Toulmin, entretanto, afirmou que a validade formal não é condição necessária, nem suficiente da solidez de um argumento. Por exemplo, em um argumento substancial a conclusão não está necessariamente contida, ou implicada, nas premissas, porque estas e a conclusão podem ser de diferentes tipos lógicos. Compreender a evidência e a conclusão pode não ajudar a entender o processo, e desse modo garantias e apoios de outro tipo lógico são usados para fechar a lacuna de compreensão. Consequentemente, o uso de qualificadores tais como “possivelmente”, ou “com probabilidade” se torna inevitável. Um exemplo deste argumento poderia incluir a conclusão sobre o passado, com premissas contendo dados sobre o presente. Neste caso, a discrepância lógica entre premissas e conclusão só pode ser preenchida pela referencia ao campo específico em que o argumento está se desenvolvendo. De acordo com Liakopoulos (2002), as partes do argumento são:

Proposição: uma afirmação que contém estrutura e é apresentada como o resultado

de um argumento apoiado por fatos. Poderão existir numerosas proposições em uma unidade de análise, mas para os fins analíticos proposto nesta tese o interesse reside na proposição central que é parte da estrutura da argumentação. Ou seja, focalizaremos a explicitação da proposição que consideramos fundamental para a análise da construção argumentativa.

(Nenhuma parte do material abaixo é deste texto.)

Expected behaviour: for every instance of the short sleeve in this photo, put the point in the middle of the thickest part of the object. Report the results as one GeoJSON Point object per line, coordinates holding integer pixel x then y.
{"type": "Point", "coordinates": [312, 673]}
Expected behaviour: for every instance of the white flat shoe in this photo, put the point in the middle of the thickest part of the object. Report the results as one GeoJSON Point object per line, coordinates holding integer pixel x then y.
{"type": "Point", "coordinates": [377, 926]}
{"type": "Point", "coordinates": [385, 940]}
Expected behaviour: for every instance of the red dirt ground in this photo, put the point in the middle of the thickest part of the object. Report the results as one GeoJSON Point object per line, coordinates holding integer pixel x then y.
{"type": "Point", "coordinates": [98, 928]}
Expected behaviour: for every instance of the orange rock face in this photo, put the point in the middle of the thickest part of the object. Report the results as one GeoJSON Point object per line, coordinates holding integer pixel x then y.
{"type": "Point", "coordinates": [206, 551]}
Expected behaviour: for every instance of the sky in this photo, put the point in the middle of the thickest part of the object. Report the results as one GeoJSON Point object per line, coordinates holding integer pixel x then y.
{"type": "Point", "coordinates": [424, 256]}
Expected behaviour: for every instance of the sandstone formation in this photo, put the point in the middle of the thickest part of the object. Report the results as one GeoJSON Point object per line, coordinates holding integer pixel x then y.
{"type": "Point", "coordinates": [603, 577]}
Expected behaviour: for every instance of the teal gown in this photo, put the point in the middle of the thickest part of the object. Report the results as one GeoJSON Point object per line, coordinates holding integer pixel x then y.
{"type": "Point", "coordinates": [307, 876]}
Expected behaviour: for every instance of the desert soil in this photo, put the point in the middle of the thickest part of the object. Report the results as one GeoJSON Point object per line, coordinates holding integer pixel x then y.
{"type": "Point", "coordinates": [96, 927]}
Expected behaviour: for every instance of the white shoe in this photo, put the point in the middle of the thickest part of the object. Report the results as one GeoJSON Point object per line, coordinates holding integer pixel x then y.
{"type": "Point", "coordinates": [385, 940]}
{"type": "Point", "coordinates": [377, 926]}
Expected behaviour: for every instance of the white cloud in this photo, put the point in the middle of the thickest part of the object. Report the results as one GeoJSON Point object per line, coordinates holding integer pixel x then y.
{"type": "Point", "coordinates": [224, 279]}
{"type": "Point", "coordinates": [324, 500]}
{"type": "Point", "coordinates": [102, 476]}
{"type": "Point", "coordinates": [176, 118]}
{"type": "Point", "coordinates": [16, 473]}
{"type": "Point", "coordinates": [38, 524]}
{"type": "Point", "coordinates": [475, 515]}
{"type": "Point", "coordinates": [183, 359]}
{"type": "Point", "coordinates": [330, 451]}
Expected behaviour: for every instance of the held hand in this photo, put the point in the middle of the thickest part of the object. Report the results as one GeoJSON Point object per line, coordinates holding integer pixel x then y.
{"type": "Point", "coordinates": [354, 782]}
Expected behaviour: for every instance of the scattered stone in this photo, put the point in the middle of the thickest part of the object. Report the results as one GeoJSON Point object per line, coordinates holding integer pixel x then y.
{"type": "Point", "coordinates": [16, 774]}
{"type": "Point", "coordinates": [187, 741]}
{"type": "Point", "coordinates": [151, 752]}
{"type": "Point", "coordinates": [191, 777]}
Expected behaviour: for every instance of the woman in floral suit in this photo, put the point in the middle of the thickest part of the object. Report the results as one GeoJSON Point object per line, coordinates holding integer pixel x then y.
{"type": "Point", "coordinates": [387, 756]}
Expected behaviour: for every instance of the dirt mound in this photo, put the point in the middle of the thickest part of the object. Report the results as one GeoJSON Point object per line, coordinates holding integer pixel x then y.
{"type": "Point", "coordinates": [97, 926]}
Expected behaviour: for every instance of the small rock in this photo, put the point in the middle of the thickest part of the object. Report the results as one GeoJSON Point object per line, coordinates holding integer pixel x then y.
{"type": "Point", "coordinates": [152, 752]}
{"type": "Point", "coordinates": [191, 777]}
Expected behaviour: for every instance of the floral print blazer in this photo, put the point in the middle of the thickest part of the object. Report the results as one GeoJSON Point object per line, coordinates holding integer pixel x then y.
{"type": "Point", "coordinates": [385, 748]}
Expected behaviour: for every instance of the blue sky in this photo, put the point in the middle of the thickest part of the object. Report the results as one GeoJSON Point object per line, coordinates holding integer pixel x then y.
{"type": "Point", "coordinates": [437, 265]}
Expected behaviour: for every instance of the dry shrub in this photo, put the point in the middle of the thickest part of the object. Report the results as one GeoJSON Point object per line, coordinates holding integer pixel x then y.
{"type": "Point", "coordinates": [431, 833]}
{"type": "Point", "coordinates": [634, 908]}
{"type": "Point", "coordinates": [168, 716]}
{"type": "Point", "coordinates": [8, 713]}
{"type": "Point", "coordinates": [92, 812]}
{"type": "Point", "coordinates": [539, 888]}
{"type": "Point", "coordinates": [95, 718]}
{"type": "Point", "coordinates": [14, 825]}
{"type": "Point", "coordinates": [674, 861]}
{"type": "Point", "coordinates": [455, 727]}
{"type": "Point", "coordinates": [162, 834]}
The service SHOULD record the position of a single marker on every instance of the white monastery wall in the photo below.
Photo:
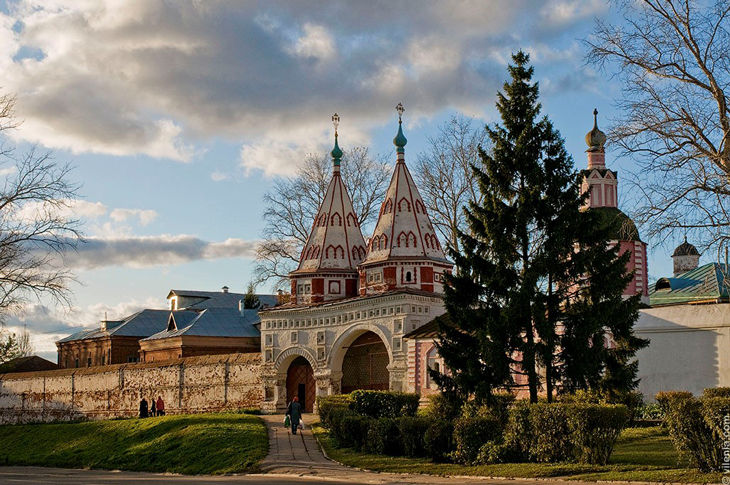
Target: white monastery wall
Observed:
(689, 348)
(189, 385)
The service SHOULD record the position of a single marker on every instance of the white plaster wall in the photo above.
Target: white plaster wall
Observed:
(689, 348)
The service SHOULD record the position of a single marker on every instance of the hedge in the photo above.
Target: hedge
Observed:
(696, 426)
(541, 432)
(327, 405)
(384, 404)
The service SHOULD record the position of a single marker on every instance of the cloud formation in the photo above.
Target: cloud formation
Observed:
(159, 78)
(149, 251)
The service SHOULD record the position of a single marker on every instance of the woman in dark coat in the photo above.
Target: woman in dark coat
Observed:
(294, 411)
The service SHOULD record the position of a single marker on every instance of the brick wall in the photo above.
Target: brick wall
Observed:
(188, 385)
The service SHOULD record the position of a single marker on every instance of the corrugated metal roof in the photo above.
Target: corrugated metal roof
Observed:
(218, 299)
(140, 324)
(708, 282)
(214, 322)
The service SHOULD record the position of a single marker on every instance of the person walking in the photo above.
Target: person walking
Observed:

Dados: fatos ou evidencias que estão à disposição do criador do argumento. Os

dados pode se referir a acontecimentos passados, ou à situação, ação ou opinião atuais, mas de qualquer modo eles se referem à informação que está relacionada com a proposição central do argumento. Algumas vezes os dados podem ser proposições que foram validadas em argumentos precedentes. Por exemplo, em argumentos que são gerados a partir de uma fonte científica e podem ser o resultado (proposição) de um antigo experimento científico. Essa concepção de “dado” conflui com a perspectiva do campo-tema descrita anteriormente,

não se trata de fatos empíricos esperando para serem interpretados, mas de fragmentos discursivos que visibilizam as informações usadas pelo interlocutor para sustentar suas premissas argumentativas.

Garantia: uma premissa consistindo de razões, autorizações e regras usadas para

afirmar que os dados são legitimamente utilizados a fim de apoiar a proposição. Ela é o passo lógico que conduz à conclusão, não por meio de uma regra formal, mas pela regra da lógica do argumento específico.

Apoio: uma premissa que é usada como um meio de ajudar a garantia no argumento.

Ele é a fonte que garante a aceitabilidade e a autenticidade da razão, ou regra a que a garantia se refere. Semelhante no estilo aos dados, ela normalmente oferece informação explicita.